Keir Starmer has said he will do “whatever is necessary” to rebuild trust in Labour following its “bitterly disappointing” defeat in the Hartlepool by-election.
After seeing another pillar in its once impregnable “red wall” fall to the Tories, the Labour leader told his party to “stop quarrelling among ourselves” and address the needs of the country.
In a stunning result, the Conservatives overturned majority of 3,500 at the general election to take the seat – which had been Labour-held since it was formed in 1974 – with a majority of 6,940.
The bruising result – described as “absolutely shattering” by one shadow cabinet minister – prompted calls from across the party for a change of direction.
But with Labour braced for further damaging losses in the English council elections, Starmer said he was determined to address the problems.
“I’m bitterly disappointed in the result and I take full responsibility for the results – and I will take full responsibility for fixing this,” he said.
“We have changed as a party but we haven’t set out a strong enough case to the country.

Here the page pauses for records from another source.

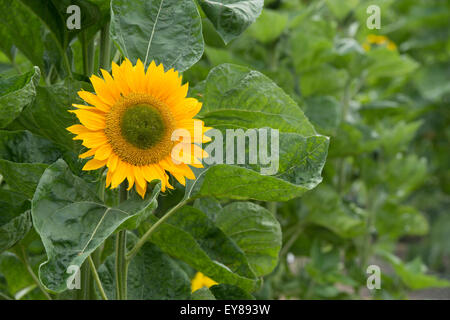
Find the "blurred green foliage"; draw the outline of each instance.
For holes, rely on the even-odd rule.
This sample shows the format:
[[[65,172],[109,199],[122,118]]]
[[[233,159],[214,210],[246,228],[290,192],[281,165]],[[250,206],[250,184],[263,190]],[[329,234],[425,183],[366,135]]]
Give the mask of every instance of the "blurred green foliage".
[[[373,4],[379,30],[366,26]],[[276,204],[282,256],[258,298],[407,298],[449,286],[437,277],[450,277],[449,30],[450,3],[426,0],[266,1],[226,47],[204,24],[191,83],[212,66],[247,65],[331,137],[322,184]],[[381,290],[366,289],[370,264]]]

“Very often we have been talking to ourselves instead of to the country and we have lost the trust of working people, particularly in places like Hartlepool.
“I intend to do whatever is necessary to fix that.”
A jubilant Boris Johnson travelled to Hartlepool to hail the result as a mandate for the Government to continue delivering on its “levelling up agenda”.
“It’s a mandate for us to continue to deliver, not just for the people of Hartlepool and the fantastic people of the north east, but for the whole of the country,” he said.
With the Conservatives continuing to make gains as the council results poured in from across England, the prime minister said it looked “very encouraged”.
Labour in contrast was plunged into a renewed turmoil and recriminations, re-opening the wounds of Jeremy Corbyn’s leadership.
Speaking to broadcasters, Starmer repeatedly refused to be drawn on reports he was planning a shadow cabinet reshuffle, with shadow chancellor Anneliese Dodds rumoured to be among the casualties.
However, there were calls from both the left and the right of the party for an urgent change of direction if they were to stand any chance of regaining power at the next general election.
Corbyn said the results showed “a loss of hope” and called for a “bolder vision to transform people’s lives and give them the confidence to strive for a more equal world”.
Former shadow chancellor John McDonnell said the party had gone into the by-election “almost policy-less” and called for a return to a “real grassroots campaign”.
But there was criticism too from the right, including the Blairite former cabinet minister Lord Adonis who told the BBC: “The golden rule of politics is that you can’t avoid the verdict of the people.
“Clearly the public isn’t persuaded that Labour has either the leadership or the policies or the critique of the Government or the energy and dynamism in terms of its view of the future of the country and we all need to consider that.”